Clemens from Munich, who is undertaking voluntary service in a day-care centre and is a member of the Action Committees for Safe Education network, told the WSWS, “The thousand coronavirus deaths per day are the tragic result of the criminal policies of the ruling class. The federal and state governments have known that it could come to this and have deliberately accepted it to be able to keep businesses open. To do that, they also had to keep schools and kindergartens open.”

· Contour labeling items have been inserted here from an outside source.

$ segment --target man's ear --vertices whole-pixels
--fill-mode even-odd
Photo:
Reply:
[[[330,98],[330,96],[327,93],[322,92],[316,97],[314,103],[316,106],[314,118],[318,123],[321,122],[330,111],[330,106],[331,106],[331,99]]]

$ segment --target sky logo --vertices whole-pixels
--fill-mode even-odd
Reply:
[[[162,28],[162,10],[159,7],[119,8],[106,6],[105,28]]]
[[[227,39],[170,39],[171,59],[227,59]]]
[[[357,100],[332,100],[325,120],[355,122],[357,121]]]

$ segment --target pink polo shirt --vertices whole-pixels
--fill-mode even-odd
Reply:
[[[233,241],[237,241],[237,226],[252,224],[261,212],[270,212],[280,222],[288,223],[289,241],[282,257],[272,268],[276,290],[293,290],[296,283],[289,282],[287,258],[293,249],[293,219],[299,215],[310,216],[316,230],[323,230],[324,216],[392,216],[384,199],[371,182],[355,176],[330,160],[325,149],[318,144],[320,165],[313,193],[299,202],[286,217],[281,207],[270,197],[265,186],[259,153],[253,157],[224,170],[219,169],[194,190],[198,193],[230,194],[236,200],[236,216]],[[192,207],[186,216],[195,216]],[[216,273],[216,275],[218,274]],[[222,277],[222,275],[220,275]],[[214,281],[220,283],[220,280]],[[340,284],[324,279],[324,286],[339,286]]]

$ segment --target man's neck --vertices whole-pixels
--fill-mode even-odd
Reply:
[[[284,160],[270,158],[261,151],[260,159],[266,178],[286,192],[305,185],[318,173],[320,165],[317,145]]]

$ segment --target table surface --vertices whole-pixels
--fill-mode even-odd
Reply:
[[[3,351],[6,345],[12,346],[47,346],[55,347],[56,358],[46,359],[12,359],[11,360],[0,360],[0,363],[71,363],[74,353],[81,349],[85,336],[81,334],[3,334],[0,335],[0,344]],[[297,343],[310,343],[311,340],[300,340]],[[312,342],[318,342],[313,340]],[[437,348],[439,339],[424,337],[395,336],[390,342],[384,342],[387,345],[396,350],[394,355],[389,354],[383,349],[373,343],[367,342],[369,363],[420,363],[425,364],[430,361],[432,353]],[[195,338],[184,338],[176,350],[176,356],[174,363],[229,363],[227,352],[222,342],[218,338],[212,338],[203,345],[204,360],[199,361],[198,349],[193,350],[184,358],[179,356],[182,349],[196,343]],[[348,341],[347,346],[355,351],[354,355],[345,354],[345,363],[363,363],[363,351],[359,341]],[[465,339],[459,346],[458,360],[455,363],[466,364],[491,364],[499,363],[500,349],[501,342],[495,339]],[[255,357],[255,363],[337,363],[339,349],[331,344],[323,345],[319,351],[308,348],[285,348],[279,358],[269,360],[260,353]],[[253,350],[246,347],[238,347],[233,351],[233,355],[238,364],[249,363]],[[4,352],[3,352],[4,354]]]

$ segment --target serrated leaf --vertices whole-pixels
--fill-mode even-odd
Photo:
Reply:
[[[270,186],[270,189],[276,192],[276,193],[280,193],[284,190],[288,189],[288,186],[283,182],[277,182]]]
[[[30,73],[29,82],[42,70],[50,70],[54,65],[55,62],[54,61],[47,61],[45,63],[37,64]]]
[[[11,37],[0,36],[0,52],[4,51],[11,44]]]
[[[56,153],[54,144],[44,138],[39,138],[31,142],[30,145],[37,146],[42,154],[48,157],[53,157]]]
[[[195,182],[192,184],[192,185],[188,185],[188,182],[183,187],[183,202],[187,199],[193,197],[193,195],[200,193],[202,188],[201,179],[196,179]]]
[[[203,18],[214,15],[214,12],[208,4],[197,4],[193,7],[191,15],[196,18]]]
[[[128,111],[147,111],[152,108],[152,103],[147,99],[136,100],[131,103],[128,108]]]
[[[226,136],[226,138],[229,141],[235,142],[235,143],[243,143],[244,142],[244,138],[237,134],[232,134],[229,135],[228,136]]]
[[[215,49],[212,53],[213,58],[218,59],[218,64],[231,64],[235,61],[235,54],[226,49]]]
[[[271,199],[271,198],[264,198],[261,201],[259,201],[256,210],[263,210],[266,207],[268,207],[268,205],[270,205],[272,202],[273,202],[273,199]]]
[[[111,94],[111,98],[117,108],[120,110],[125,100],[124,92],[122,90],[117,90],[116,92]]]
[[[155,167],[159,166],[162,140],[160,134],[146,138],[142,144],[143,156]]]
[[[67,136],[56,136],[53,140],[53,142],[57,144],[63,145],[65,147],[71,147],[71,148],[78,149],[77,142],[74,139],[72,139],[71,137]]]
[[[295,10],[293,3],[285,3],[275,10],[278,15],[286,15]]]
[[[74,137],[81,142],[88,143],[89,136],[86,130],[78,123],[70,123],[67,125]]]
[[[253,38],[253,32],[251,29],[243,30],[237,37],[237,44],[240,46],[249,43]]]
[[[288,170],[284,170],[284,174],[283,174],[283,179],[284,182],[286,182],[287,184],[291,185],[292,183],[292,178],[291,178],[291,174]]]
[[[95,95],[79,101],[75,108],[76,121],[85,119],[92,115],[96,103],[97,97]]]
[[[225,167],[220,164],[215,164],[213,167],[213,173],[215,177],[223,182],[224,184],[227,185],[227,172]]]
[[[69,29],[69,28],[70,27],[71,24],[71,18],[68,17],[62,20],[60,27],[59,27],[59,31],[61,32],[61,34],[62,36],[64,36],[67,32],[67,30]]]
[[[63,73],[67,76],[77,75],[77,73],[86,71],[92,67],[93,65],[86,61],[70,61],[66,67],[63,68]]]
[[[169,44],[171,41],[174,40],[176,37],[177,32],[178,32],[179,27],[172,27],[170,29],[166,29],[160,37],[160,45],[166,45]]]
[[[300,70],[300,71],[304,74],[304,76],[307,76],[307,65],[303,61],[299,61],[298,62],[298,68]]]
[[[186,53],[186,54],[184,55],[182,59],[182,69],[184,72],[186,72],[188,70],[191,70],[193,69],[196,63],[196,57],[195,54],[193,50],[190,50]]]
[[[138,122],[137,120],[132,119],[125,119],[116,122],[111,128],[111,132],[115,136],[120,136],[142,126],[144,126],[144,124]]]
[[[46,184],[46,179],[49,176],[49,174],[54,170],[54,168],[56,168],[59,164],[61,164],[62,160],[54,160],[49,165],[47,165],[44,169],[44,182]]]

“There are 10 children again today” in his kindergarten group. “Our protection amounts to wearing masks all the time—until recently they were FFP2 masks, but they are all gone. Now we only have disposable masks, which we can’t change regularly.”

On the political tasks facing workers and youth in this situation, Clemens said, “Chancellor [Angela] Merkel and other government politicians have made clear they want to keep our facilities open at all costs. The price for this policy is thousands of deaths, to which more will be added if the working class does not take action and form rank-and-file committees everywhere and fight for their demands based on a socialist perspective.”

The network of rank-and-file action committees initiated by the Sozialistische Gleichheitspartei (SGP) and the IYSSE is fighting to organise the growing opposition and prepare a European-wide general strike to close schools and non-essential workplaces. Their demands include “billions for safe and good quality education” and “full compensation for parents who have to care for their children.”